Po piłkarskich emocjach Polacy coraz bliżej myślami są już letnich urlopów i wyjazdów. A tu dobrym prognostykiem jest zejście cen średnich o trzy grosze na litrze benzyny i cztery – na litrze oleju napędowego.
W 25 tygodniu roku widzimy solidny spadek – zarówno cen ropy na świecie, jak i paliw na polskich stacjach. To dobry wynik w obliczu bliskich już letnich wakacji, a co ważne – nie widać, żeby tendencja w krótkim czasie miała się odwrócić.
Komentarz do zmian cen ropy i paliw w okresie 18-22 czerwca 2012 r.

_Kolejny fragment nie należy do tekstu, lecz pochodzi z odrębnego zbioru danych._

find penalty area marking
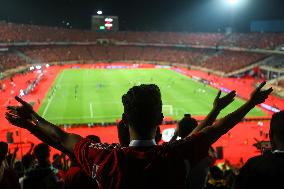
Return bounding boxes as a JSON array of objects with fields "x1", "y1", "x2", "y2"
[
  {"x1": 42, "y1": 72, "x2": 64, "y2": 117},
  {"x1": 90, "y1": 103, "x2": 94, "y2": 118}
]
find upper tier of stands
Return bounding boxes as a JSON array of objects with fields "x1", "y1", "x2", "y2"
[
  {"x1": 20, "y1": 45, "x2": 267, "y2": 73},
  {"x1": 0, "y1": 22, "x2": 284, "y2": 49}
]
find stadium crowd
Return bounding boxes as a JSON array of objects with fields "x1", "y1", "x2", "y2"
[
  {"x1": 0, "y1": 82, "x2": 284, "y2": 189},
  {"x1": 0, "y1": 45, "x2": 267, "y2": 73},
  {"x1": 0, "y1": 22, "x2": 284, "y2": 49}
]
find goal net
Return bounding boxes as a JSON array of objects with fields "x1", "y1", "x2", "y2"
[{"x1": 162, "y1": 105, "x2": 174, "y2": 116}]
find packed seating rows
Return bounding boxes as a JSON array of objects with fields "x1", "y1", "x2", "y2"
[
  {"x1": 0, "y1": 22, "x2": 284, "y2": 49},
  {"x1": 1, "y1": 45, "x2": 267, "y2": 73}
]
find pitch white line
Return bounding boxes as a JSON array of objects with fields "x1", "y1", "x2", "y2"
[
  {"x1": 90, "y1": 103, "x2": 94, "y2": 118},
  {"x1": 42, "y1": 72, "x2": 64, "y2": 117}
]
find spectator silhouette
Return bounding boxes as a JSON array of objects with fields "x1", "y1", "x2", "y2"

Czy w rafineriach są podstawy do spadku?
W ostatnim tygodniu ceny hurtowe paliw w polskich rafineriach odnotowały zauważalny spadek. O niemal 90 złotych – do poziomu 4249,30 za 1000 l – potaniała benzyna bezołowiowa 95. W tym samym czasie o niemal 100 złotych – do 4181 zł – zszedł olej napędowy.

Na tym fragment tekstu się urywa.